Projet de délocalisation pour MCA Maubeuge

Un désastre pour le bassin de la Sambre

par Philippe Allienne
Publié le 29 mai 2020 à 16:02

Venu semble-t-il au chevet de la filière automobile, sur le site de Valéo mardi 26 mai, à Étaples, Emmanuel Macron a annoncé huit milliards d’euros pour son redémarrage. Mais dès la veille, une information avait fuité d’un CE extraordinaire et simultané sur l’ensemble des sites de Renault. MCA Maubeuge ferait les frais d’un plan de restructuration et serait délocalisée, pour partie, à Douai.

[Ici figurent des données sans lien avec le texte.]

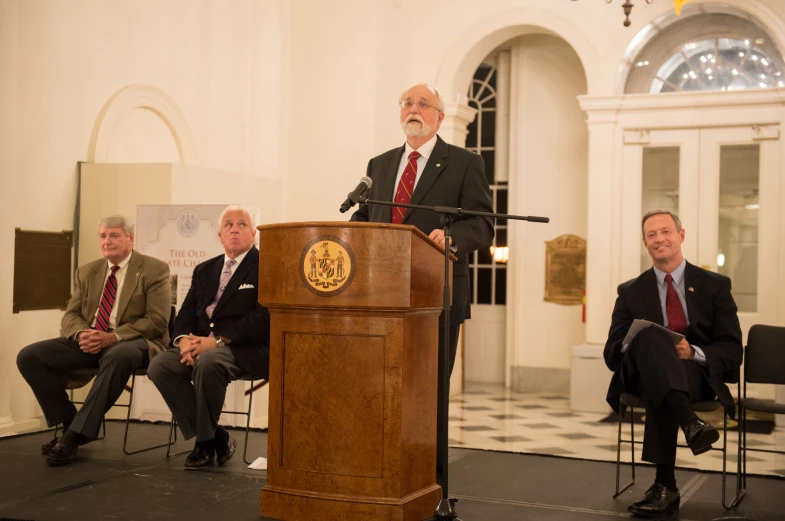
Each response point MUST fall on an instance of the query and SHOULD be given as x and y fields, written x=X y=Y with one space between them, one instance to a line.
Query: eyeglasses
x=407 y=104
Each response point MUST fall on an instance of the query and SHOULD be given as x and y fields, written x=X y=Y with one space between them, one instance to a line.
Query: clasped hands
x=685 y=350
x=93 y=340
x=192 y=346
x=437 y=236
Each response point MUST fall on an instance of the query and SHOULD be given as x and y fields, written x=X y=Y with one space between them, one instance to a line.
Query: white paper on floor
x=259 y=463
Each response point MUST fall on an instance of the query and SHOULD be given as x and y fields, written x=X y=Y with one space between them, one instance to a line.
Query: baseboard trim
x=528 y=379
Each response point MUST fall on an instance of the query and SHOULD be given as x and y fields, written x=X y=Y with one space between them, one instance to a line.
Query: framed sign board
x=565 y=270
x=42 y=270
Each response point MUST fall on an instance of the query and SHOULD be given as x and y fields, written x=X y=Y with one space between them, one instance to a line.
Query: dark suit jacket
x=714 y=326
x=238 y=316
x=143 y=308
x=455 y=177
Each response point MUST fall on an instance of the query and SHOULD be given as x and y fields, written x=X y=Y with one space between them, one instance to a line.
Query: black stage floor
x=106 y=484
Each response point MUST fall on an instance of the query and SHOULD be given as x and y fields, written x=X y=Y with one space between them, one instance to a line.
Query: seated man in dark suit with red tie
x=430 y=172
x=116 y=321
x=698 y=304
x=221 y=334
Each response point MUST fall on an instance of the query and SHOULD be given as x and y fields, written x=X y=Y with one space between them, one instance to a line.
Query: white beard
x=415 y=130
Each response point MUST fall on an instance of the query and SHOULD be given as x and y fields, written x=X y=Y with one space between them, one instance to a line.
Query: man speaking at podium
x=427 y=171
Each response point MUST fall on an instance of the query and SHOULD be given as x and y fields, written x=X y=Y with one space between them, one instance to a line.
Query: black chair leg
x=173 y=440
x=248 y=426
x=128 y=423
x=725 y=465
x=741 y=459
x=618 y=451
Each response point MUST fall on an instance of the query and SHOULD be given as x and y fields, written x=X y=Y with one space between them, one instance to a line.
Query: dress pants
x=454 y=330
x=651 y=368
x=195 y=394
x=44 y=364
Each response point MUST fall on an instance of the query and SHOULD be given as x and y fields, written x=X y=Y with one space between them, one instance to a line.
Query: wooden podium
x=354 y=313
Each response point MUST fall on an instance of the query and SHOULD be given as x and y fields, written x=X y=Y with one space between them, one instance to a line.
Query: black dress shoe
x=199 y=457
x=657 y=502
x=225 y=451
x=61 y=455
x=700 y=435
x=47 y=447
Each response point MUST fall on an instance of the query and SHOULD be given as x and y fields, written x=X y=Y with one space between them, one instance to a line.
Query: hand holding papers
x=639 y=325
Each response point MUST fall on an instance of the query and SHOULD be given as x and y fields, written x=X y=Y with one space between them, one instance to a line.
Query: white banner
x=180 y=235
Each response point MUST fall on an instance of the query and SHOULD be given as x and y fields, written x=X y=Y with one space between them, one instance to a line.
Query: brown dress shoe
x=61 y=455
x=658 y=502
x=47 y=447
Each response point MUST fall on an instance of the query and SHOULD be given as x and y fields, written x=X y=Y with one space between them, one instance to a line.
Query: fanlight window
x=707 y=52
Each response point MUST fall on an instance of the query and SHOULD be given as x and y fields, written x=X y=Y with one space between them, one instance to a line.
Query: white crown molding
x=682 y=100
x=133 y=97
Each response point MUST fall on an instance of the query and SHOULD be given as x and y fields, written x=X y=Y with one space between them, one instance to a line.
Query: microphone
x=354 y=195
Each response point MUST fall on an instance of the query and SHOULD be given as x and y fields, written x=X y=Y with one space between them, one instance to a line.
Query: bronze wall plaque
x=42 y=270
x=565 y=269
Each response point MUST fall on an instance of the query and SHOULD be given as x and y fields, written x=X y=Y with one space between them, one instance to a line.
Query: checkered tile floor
x=493 y=418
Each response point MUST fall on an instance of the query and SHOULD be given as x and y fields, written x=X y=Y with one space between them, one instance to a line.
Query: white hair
x=237 y=208
x=117 y=221
x=440 y=100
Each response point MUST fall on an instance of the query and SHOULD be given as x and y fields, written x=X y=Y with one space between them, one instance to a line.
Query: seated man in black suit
x=698 y=304
x=221 y=334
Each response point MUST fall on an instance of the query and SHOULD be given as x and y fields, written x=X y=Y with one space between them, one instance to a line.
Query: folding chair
x=91 y=373
x=632 y=401
x=764 y=363
x=248 y=392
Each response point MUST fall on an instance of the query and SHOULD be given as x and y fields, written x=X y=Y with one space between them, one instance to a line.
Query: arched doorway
x=533 y=139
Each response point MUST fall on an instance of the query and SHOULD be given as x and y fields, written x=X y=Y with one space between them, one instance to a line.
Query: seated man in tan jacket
x=116 y=320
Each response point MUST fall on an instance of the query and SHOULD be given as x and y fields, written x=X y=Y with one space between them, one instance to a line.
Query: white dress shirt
x=120 y=276
x=425 y=152
x=239 y=259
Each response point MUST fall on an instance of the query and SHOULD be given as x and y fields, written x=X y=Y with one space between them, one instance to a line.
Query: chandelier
x=628 y=5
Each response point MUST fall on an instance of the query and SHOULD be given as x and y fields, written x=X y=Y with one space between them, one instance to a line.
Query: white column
x=502 y=166
x=457 y=117
x=603 y=238
x=8 y=165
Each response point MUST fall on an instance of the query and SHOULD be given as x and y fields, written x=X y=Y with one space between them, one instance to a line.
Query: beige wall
x=548 y=178
x=219 y=62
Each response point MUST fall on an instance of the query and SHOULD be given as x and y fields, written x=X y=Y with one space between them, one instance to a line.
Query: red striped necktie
x=676 y=320
x=403 y=194
x=107 y=301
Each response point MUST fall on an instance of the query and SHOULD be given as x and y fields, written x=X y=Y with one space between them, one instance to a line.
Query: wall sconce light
x=500 y=254
x=628 y=5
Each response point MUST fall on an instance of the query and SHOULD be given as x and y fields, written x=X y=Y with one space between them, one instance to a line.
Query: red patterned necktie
x=403 y=194
x=677 y=322
x=226 y=274
x=107 y=301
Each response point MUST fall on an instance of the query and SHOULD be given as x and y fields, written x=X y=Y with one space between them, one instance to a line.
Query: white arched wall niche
x=663 y=15
x=453 y=78
x=471 y=47
x=137 y=96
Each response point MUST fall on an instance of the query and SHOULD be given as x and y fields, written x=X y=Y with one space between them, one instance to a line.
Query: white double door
x=727 y=186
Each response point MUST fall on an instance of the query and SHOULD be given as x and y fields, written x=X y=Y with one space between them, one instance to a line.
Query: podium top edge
x=338 y=224
x=353 y=224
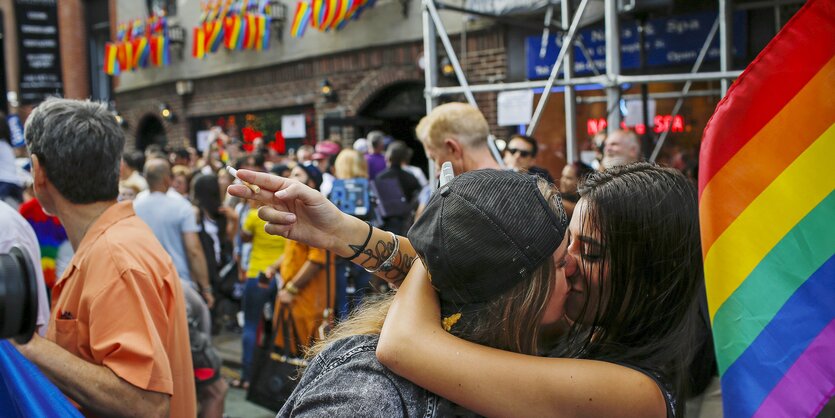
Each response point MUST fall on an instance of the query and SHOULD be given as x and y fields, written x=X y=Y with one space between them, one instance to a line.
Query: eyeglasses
x=522 y=153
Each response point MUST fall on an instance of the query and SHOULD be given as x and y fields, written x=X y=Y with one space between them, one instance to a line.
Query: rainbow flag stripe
x=300 y=19
x=50 y=233
x=767 y=211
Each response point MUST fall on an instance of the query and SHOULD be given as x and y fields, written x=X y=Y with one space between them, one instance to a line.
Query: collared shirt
x=120 y=305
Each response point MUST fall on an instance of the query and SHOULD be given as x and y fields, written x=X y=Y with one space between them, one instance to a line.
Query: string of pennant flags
x=230 y=24
x=326 y=15
x=234 y=25
x=140 y=43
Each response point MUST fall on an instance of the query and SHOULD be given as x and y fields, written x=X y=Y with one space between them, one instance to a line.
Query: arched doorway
x=398 y=108
x=150 y=131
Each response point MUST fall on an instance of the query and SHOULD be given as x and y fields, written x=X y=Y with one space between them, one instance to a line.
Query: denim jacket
x=346 y=380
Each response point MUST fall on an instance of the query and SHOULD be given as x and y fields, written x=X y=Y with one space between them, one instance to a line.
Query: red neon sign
x=660 y=124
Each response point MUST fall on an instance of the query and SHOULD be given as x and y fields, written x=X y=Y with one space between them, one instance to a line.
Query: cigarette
x=255 y=189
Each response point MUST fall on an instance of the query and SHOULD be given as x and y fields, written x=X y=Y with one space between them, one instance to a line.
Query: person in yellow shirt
x=309 y=282
x=266 y=249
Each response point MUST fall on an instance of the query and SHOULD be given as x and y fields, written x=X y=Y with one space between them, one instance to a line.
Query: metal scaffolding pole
x=725 y=41
x=430 y=72
x=453 y=59
x=570 y=95
x=686 y=89
x=568 y=43
x=610 y=16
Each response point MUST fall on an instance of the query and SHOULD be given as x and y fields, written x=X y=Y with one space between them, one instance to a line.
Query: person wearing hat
x=308 y=274
x=493 y=263
x=323 y=159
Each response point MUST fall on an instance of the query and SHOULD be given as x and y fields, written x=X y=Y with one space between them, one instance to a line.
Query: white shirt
x=8 y=168
x=17 y=231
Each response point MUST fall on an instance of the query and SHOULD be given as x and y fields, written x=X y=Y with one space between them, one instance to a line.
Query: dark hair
x=134 y=159
x=79 y=145
x=5 y=132
x=648 y=311
x=529 y=139
x=376 y=138
x=582 y=169
x=398 y=153
x=510 y=321
x=205 y=194
x=182 y=153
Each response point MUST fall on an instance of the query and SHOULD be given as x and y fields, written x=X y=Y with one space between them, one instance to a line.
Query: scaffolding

MCA Maubeuge, spécialisée dans le véhicule utilitaire, fait figure depuis longtemps de premier de la classe. Pas seulement au sein du groupe Renault. « Au niveau de la qualité et de la compétence des équipes, nous avons la réputation d’être une des meilleures usines - de la filière automobile - en France et en Europe. C’est pour cela que cette nouvelle est une surprise totale. Au départ, nous n’étions pas concernés par une restructuration. » Maire de Louvroil mais aussi ouvrier chez MCA où il s’occupe de robotique en maintenance de nuit, Giuseppe Ascone a du mal à cacher son émotion. « La nuit dernière, confie-t-il au lendemain de la nouvelle, dans les ateliers, ce n’était pas la joie. Plus d’un avait la larme à l’œil. »

Un investissement de 450 millions

Ce qui apparaît incompréhensible, c’est que 450 millions d’euros viennent d’être investis et que le site travaille sur un nouveau véhicule. «  J’imagine mal que, dans ces conditions on puisse fermer », dit l’élu. « Sur le fond je pense qu’il y a cinq milliards en jeu  » (l’enveloppe annoncée par Emmanuel Macron à Étaples - ndlr). Pour lui, les conséquences économiques du coronavirus ne peuvent tout expliquer. « Renault s’est un peu trop attardé sur des véhicules qui ne fonctionnaient pas. Je crois que on aurait dû aller plus tôt sur les véhicules Cross Over et sur l’hybridation. Au contraire, on a tout misé sur l’électrique, donc on a pris beaucoup de retard sur l’hybridation alors que c’est par là qu’il fallait commencer avant de passer à l’électrique.  » Ce qui est certain, c’est que l’usine de Douai va mal depuis longtemps. L’Espace se vend mal. Le Talisman et le Scénic aussi. Le Scénic utilise d’ailleurs la même plateforme que le nouveau véhicule de MCA, un détail qui pourrait accréditer la rumeur de délocalisation vers Douai.

De gauche à droite : Benjamin Saint-Huile (maire PS de Jeumont), Arnaud Decagny (maire UDI de Maubeuge), Giuseppe Ascone (maire PCF de Louvroil), Bernard Baudoux (maire PCF d’Aulnoyes-Aymeries).
© Hugo Georges

Sur le plan social, MCA emploi actuellement 2 100 salariés dont 500 intérimaires. D’après les rumeurs, le site de Maubeuge garderait les presses et la tôlerie, le montage partirait à Douai. « Il y a une trentaine d’année, on recevait les caisses de Douai et on les montait. Quel retour en arrière ! » soupire Giuseppe Ascone. Cela voudrait dire que pas plus de 300 salariés resteraient à Maubeuge. Les autres devraient faire au moins 70 kilomètres pour se rendre à Douai, voire 40 de plus lorsqu’ils habitent Fourmies. On imagine bien sûr qu’il y aura des mesures d’âge.

Manifestation samedi 30 mai

Cela rappelle aussi de forts mauvais souvenirs. À la fin des années soixante, dans la sidérurgie, le haut fourneau le plus perfectionné avait été installé dans le bassin de la Sambre. Finalement, il est parti sur Dunkerque. Les ouvriers sont partis de Louvroil à Denain, Trith-Saint-Léger et Dunkerque et ont connu plusieurs vagues de licenciements. Pour la Sambre, qui s’est pris de plein fouet la crise de la sidérurgie, la reproduction d’un tel scénario serait une catastrophe. «  Si ça arrive, on va se battre. » Pour Giuseppe Ascone, pas question de baisser les bras. Dès le lendemain de l’annonce, il était avec les autres maires de la région, écharpe en bandoulière, sur le parking de MCA. Ce samedi, il sera bien sûr présent au rassemblement devant l’usine. À l’initiative de l’intersyndicale de MCA et des élus de la Sambre-Avesnois, une manifestation est en effet prévue ce 30 mai à 9 h 30 face à l’entreprise.